After completion of the reaction, the supernatant was removed by centrifugation, and the carrier was washed 5 times with 5-fold volume of PBS buffer (0.1M, pH 7.5) to obtain immobilized Lys-C. And detecting the enzyme activity of Lys-C supernatant before and after immobilization, and calculating the immobilization amount, immobilization efficiency and enzyme activity recovery rate of Lys-C. The correlation calculation methods are shown in equations (1), (2) and (5), respectively.

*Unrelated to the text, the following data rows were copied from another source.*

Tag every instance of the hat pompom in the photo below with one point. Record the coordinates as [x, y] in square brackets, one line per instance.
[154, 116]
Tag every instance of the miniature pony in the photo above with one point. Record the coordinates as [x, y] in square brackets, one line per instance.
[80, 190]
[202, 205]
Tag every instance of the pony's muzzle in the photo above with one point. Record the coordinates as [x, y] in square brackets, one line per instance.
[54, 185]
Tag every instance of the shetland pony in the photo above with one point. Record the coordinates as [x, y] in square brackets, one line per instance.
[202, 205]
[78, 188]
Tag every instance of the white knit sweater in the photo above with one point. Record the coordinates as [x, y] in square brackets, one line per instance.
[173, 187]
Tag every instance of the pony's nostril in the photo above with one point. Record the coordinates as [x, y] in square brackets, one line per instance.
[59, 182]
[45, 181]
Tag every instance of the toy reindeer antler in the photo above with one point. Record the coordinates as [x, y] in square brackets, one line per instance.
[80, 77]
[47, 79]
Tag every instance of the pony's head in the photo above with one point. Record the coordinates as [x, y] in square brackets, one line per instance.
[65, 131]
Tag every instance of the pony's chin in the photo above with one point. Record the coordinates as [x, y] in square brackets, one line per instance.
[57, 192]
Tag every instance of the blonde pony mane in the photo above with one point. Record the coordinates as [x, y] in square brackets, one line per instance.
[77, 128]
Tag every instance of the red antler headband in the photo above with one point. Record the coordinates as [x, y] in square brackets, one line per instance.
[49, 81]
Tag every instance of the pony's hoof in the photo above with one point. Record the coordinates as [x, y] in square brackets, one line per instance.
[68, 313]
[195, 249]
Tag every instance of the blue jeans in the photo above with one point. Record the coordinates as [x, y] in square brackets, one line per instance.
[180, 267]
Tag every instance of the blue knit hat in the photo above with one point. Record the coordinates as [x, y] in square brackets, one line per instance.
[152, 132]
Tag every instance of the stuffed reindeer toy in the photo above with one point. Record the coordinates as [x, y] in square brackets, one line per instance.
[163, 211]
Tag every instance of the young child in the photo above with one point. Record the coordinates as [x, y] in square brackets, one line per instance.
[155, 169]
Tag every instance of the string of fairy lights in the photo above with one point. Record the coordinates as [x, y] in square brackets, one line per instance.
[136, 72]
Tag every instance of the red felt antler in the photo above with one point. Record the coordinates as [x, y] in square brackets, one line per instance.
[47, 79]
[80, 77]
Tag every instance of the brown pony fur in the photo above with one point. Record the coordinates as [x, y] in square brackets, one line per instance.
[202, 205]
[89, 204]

TABLE 2 results of immobilization of Lys-C at different temperatures for modified epoxy carriers
The results of the immobilization of Lys-C by the modified epoxy carrier at different temperatures are shown in Table 2, and from 20 ℃ to 30 ℃, the immobilization efficiency and the enzyme activity recovery rate of the modified epoxy carrier for Lys-C are increased, respectively increased from 74% to 95% and 65% to 86%, wherein the efficiency is not obviously increased from 25 ℃ to 30 ℃.
TABLE 3 results of immobilization of Lys-C at different pH with modified epoxy vehicle
The results of the immobilization of the epoxy carrier on Lys-C under different pH values are shown in Table 3, from pH 8.0-10.0, the immobilization efficiency of the modified epoxy carrier on Lys-C is increased to 97% from 72%, but the enzyme activity recovery rate difference is large, and from pH 8.5-9.5, the enzyme activity recovery rate is between 81-89%; when the pH value is 8.0 and 10.0, the recovery rate of the enzyme activity is only 55 percent and 63 percent respectively.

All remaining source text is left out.